Ma com’è possibile che in un paese che fa parte del G7 ci sia questa arretratezza dell’occupazione femminile? Com’è che dal dopoguerra ad oggi non si è riusciti a far avanzare culturalmente il paese?

Sì, perché fondamentalmente siamo di fronte ad un problema rappresentato da una cultura ancora fortemente maschilista, con le classi dirigenti che si sono succedute nei decenni che poco o nulla hanno fatto per modificare l’idea che si ha della donna, su cui ricadono ancora impegni e oneri familiari, anche se occupata.

Punto focale della questione assume il tema della maternità, con leggi e normative che non tutelano la donna lavoratrice e madre.

La Sottosegretaria al Ministero dell’Economia e Finanze Maria Cecilia Guerra ha voluto evidenziare come il problema cruciale sia la forte penalizzazione delle donne nel momento in cui hanno un figlio: il lavoro è penalizzante, non c’è una organizzazione flessibile, e ciò rende impossibile il mantenimento del lavoro in settori a forte presenza femminile, come nella manifattura e nei servizi.
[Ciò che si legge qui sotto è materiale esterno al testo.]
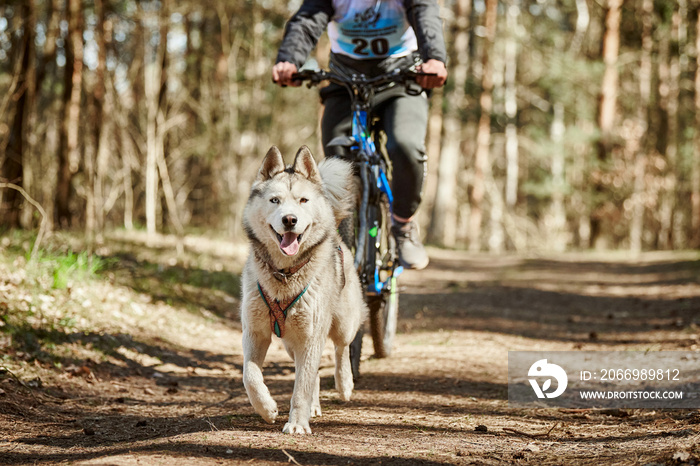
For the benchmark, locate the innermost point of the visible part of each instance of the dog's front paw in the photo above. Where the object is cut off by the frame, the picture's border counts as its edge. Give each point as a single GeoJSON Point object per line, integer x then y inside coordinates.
{"type": "Point", "coordinates": [296, 428]}
{"type": "Point", "coordinates": [268, 410]}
È sempre Sabbadini a confermare questo problema, riportando che il 20% delle donne che hanno un figlio, lasciano il lavoro. Un dato che non cambia, da decenni. Cambia il mondo, si pensa di essere emancipati, ma la penalizzazione resta quella che era cinquant’anni fa.
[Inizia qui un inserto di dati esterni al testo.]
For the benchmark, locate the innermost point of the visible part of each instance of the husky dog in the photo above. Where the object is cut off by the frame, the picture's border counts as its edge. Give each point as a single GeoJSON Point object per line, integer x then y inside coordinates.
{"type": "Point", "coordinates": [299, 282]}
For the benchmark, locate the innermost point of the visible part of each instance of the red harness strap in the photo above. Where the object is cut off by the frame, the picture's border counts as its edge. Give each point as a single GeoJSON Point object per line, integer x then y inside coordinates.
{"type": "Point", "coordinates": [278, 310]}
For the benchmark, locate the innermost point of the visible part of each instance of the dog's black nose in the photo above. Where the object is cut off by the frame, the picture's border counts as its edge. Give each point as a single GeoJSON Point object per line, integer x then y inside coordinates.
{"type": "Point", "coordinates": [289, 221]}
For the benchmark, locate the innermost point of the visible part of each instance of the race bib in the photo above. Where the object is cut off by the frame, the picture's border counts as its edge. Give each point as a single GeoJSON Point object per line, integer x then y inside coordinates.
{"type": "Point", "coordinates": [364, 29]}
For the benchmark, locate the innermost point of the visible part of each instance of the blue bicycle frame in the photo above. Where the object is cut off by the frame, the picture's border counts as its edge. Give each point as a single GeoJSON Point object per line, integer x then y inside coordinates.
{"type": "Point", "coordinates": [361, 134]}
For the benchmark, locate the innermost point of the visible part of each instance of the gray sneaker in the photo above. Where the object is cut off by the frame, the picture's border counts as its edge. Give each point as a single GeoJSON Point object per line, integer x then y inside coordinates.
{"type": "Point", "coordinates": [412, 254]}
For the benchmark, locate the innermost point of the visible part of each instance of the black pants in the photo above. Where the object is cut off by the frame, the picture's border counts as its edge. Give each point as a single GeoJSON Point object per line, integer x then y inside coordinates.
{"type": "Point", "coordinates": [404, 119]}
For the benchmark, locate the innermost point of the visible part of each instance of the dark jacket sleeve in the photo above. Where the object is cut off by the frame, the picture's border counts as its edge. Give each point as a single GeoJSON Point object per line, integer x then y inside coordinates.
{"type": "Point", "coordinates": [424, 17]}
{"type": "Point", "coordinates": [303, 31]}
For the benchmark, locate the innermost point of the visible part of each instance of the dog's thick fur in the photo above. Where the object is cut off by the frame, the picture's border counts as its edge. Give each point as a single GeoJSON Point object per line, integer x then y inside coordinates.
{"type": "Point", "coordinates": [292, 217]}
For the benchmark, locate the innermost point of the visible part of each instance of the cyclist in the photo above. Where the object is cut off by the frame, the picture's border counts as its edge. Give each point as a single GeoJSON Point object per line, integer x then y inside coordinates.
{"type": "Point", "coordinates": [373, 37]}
Dal confronto scaturito dalle sollecitazioni dei primi interventi di Guerra e Sabbadini emerge che il modello italiano è un modello che rende sostenibile avere un figlio solo se si ha una rete familiare di supporto, dato che non esiste una rete di servizi a tutela della maternità. Ne è testimonianza la legge sugli asili nido pubblici, che risale agli anni ‘70 ma che non è stata mai del tutto applicata. Nel 2000 è arrivata anche la legge per l’assistenza di anziani e disabili, applicata poco e male pure questa.

Ne deriva che da queste mancanze, vere e proprie assenze della politica, il prezzo maggiore lo stanno pagando le donne che arrivano col fiato corto fino ad oggi, stremate anche da crisi ricorrenti (ultima la pandemia da Covid) che ciclicamente mettono a dura prova il mercato del lavoro colpendo principalmente (e sempre) le donne.
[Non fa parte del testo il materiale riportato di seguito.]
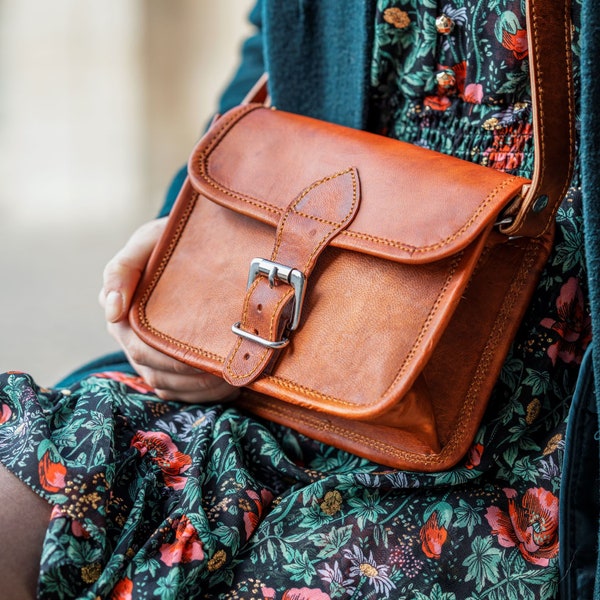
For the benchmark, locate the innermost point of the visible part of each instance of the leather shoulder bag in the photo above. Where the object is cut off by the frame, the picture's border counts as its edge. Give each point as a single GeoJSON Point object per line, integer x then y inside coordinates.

Dal dibattito emerge come serva cambiare mentalità, ma di tutti questi problemi, che sono sotto gli occhi di tutti, nei discorsi programmatici non c’è traccia, e anche le politiche destinate solo alle donne (ad esempio il vincolo della quota del 30% di donne impiegate negli appalti o le decontribuzioni per le nuove assunzioni) alla lunga risultano altrettanto discriminanti dell’assenza di norme.

Le conclusioni dell’incontro sono state tracciate dalla responsabile delle politiche di genere della Cgil, Susanna Camusso, che ha sollecitato un cambio di passo, soprattutto culturale.

Su questo tema, ha voluto insistere Camusso, non bastano le leggi o le attenzioni che solo apparentemente si riservano alle donne perché si è già visto che norme come la conciliazione o l’accesso a posizioni di vertice in aziende o posti pubblici, alla fine si sono rivelate delle trappole. In pratica: ti diamo la possibilità di arrivare dove vuoi, ma dipende solo da te, non pensare che ti si conceda qualche facilitazione. Se vuoi arrivare devi omologarti a comportamenti e a una visione del mondo del lavoro tipicamente maschilista.

E se le discriminazioni dirette sono evidenti preoccupano maggiormente quelle indirette, che si annidano subdole nei cliché e nell’approccio ai problemi: il superamento di discriminazioni e disuguaglianze non deve passare per una omologazione dei comportamenti, perché si è già visto che quando questo avviene è sempre in un’ottica maschile, portando sempre a penalizzare le donne a partire dalla maternità, importantissima per la crescita sociale e che invece viene vista quasi esclusivamente come ostacolo alla carriera.